The risk of this decision is that the Google robocar will be seen as a regular car which has had something people trust removed, i.e. the steering wheel, and something else installed that they don’t, namely a computer, a.k.a. the thing on your desk – or in your pocket – that mostly works but God (or, more accurately, a sufficiently nerdy friend) help you when it doesn’t. Google calls the project a “moonshot” but the change may be percived as incremental, which won’t put people in a mindset to grasp the wider implications of the idea.
“OK”, you say, “so what would you suggest, guy who forgot his driver’s licence when you went to test-drive a Tesla?” – well, here’s the thing: From a people perspective, self-driving cars are two very different things, depending on whether we’re talking about something that goes on the road tomorrow, or something that comprises most or all of the “personal conveyance” fleet in a future a bit further off.
The first kind, which is the kind Google seems to propose, has to operate in traffic mostly made up of people-driven cars, on regular roads. This means that the car can’t take advantage of such things as communciating directly with the other cars, and it has to also contend with motorcycles, bicycles, pedestrians, pets and, of course, unpredictable drivers – and unlike a human driver it can’t rely on things like eye contact or body language to any significant degree.
In other words, that kind of robocar is less an autonomous conveyance, and more a very sophisticated autopilot. Its major pain point, as far as people wanting to use it goes, is going to be what happens when something occurs that the computer didn’t account for – some suggest things like emergency controls/brakes but in such situations there may only be fractions of a second to react, and if you aren’t actually driving you may not be paying attention right at that moment. In any event, this is an issue that will have to be addressed before people will feel safe using it.
The second kind would be more along the lines of what Tom Cruise drives in “Minority Report”, which isn’t so much a car as a conveyor belt with leather seats – this kind of transport will be part of an interconnected network, sort-of like a digital railway, and will be truly autonomous on the road; you’ll tell it the destination and it’ll take care of everything itself, because at this point, the roads will be built for it and not for you. The car will know them better than you ever could, not least because the digital network will be a significant integrated part of them.
However, in that scenario all cars will be obliged to run on that digital rail net. Essentially, the cars will be autonomous, but the drivers won’t – they’ll be the computer’s passengers. This will be a huge paradigm shift in how people perceive transportation, and those don’t come easy, not to mention that in the event of an accident, the responsibility won’t be on the driver-passenger, but on the system, another major paradigm shift.

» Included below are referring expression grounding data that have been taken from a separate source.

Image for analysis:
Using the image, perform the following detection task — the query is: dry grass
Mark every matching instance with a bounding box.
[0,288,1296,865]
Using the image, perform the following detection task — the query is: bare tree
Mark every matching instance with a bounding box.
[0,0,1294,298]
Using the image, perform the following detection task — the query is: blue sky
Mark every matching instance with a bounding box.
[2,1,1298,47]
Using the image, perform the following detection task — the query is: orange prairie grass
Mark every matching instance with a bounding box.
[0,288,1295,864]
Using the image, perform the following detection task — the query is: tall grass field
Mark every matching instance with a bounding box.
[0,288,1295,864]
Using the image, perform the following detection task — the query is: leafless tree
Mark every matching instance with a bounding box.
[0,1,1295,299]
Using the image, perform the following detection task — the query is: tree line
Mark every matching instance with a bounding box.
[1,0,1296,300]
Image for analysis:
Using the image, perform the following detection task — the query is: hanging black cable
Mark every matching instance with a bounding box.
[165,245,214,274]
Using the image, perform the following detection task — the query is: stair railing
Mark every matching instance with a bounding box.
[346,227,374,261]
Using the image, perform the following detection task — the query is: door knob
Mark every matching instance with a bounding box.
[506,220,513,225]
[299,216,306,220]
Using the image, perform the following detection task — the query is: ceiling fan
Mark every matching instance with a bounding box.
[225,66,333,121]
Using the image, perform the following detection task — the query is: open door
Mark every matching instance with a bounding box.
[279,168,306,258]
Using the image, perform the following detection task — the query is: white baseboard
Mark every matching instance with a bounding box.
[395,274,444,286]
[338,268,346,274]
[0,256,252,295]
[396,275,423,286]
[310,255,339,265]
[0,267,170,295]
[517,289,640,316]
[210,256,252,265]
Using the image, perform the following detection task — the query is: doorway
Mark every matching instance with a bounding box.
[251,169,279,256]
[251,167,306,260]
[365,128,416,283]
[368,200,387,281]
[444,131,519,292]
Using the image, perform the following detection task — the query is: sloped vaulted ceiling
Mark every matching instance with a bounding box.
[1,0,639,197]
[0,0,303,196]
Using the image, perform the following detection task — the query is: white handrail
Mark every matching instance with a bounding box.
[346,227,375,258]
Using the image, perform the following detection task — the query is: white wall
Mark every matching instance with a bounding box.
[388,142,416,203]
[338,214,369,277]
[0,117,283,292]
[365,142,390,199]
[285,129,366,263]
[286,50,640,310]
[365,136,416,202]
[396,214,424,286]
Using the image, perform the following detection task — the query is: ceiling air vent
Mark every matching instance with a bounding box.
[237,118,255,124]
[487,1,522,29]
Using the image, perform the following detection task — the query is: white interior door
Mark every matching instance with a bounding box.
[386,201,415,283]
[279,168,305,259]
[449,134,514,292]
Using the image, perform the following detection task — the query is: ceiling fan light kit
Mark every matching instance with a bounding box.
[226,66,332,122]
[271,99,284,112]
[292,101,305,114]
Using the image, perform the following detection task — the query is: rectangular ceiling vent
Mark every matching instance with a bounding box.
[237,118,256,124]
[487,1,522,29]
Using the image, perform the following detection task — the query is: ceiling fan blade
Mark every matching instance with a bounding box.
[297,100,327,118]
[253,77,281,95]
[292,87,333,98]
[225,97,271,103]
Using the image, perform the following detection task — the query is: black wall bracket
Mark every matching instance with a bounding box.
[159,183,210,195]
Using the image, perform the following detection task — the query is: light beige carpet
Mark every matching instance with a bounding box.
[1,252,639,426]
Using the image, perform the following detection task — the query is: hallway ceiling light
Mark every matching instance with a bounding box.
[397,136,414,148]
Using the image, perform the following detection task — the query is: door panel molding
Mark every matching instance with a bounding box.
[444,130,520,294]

To sum up, the challenge of the first kind is that it will probably still need for the driver to be in charge, at least in a supervising capacity, and the challenge of the second one is that the driver won’t ever be in charge, not even in an emergency. Now, Google probably aren’t expecting their robocar to be more than a prototype, a step on the way to computerized traffic – but as even these few issues we’ve touched upon here indicate, addressing the human factor will be every bit as important as the techological aspect.